We’ve seen our fair share of lending in these locations, but contrary to the tide of surveys tipping Birmingham as this year’s buy-to-let hotspot, I believe London is still a great market.
Now, hands up, I know the vast majority of brokers are outside the capital – I live in the Midlands myself and know how frustrating it can be to read about London’s housing market as though the rest of the UK was exactly the same. It’s not. But bear with me, because I think London might be a better prospect than the headlines would have you believe at the moment.
A deeper dive into the Capital
We recently commissioned some exclusive research from BDRC and found some interesting numbers that tally with our own experience.
London has been through a couple of years of house prices under pressure and there is definitely evidence that a lot of landlords in the capital have been offloading unprofitable properties following the tax relief changes.
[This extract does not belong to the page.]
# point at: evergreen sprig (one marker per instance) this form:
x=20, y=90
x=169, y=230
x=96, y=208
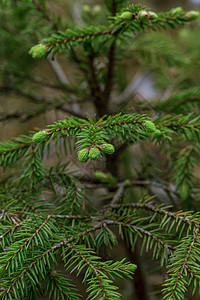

Brexit has also prompted many of the big banking and financial services providers headquartered in London to move staff back to the continent over the past couple of years, putting a severe dent on demand for premium rental stock in central London. Rental incomes suffered as a result.
There’s also been a lot of new stock of flats for rent coming onto the London market over the past 24 months, adding to the pressure on rents.
The combination of these factors means that now, savvy landlords are finding there are some good deals to be had in the capital – an area of the UK that has historically always delivered excellent capital growth.
For example, BDRC found that the situation in central London is showing signs of improvement with a 5 per cent increase in the proportion of landlords reporting increasing demand from tenants. The proportion of landlords reporting falling rents in central London in Q2 has also halved from Q1.
According to BDRC’s research, mean rental yields in the capital remain strong with central London returning 6.2 per cent and outer London 5.9 per cent. These are not insignificant returns, and where properties are flooding onto the market, there’s also plenty of scope to get a decent discount on purchase prices, which can go some way to offsetting the higher stamp duty costs.
In spite of the tide of so-called ‘dire’ warnings about the property market in London, we think there’s opportunity to be found.